Joey, enchanté par cette idée, était déjà debout. Les autres ne demandaient qu’à retourner à leurs pneus.
Ish se dirigea vers la bibliothèque ; Joey, impatient, courait devant. Que c’était bête de ne jamais avoir conduit Joey là-bas, songea le père. Mais il n’avait pas prévu que le développement intellectuel de l’enfant serait aussi rapide.

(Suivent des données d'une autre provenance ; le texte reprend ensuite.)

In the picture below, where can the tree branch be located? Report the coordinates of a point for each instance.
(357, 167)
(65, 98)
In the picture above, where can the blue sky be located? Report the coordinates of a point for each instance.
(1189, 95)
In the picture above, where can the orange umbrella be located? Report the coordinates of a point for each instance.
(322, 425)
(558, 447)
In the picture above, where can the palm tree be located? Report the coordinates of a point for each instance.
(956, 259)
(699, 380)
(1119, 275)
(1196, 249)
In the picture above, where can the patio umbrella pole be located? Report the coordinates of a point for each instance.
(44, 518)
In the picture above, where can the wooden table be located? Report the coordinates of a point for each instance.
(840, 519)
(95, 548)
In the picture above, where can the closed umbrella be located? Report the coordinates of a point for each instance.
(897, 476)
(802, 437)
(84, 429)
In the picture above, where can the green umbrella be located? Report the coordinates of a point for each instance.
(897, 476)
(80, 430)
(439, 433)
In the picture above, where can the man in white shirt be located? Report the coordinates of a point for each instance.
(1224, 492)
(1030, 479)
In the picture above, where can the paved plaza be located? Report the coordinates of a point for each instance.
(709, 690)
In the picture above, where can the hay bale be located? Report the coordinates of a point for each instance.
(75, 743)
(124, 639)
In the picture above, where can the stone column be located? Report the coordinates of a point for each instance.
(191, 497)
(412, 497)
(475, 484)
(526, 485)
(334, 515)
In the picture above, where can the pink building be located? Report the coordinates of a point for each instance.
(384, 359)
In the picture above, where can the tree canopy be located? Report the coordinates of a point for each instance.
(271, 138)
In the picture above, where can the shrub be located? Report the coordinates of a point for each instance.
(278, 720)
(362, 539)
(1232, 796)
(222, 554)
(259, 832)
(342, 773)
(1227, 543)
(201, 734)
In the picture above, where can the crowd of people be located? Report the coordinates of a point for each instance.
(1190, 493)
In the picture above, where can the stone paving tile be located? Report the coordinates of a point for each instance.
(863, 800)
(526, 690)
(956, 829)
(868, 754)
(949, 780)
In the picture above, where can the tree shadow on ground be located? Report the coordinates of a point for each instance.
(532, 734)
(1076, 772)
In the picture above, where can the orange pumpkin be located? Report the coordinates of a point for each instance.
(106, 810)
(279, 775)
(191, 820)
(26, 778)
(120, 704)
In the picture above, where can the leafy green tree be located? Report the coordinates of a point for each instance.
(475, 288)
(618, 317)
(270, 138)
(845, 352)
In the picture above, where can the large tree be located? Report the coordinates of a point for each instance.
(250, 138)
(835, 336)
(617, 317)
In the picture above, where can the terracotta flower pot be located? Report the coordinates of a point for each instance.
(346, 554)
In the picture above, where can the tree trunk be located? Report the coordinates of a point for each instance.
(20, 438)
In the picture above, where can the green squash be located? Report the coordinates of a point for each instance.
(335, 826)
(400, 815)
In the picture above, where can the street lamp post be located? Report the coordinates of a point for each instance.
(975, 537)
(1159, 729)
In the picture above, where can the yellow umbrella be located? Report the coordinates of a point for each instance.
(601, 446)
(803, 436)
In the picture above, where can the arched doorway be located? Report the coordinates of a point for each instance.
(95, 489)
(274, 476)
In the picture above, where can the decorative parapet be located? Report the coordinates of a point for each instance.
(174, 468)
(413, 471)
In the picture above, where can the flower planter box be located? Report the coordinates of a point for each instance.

Désireux de faire une réserve de la grande bibliothèque universitaire pour plus tard, Ish s’approvisionnait en livres à la bibliothèque municipale et depuis des années il avait fait sauter les serrures de l’entrée principale. Il poussa la lourde porte et entra fièrement, avec son cadet.
Ils pénétrèrent dans la grande salle de lecture et parcoururent les rayons au hasard. Joey ne disait rien, mais ses yeux, avidement, au passage dévoraient les titres. Ils s’éloignèrent des rayons de livres et restèrent à l’entrée du hall principal. Ish rompit le silence.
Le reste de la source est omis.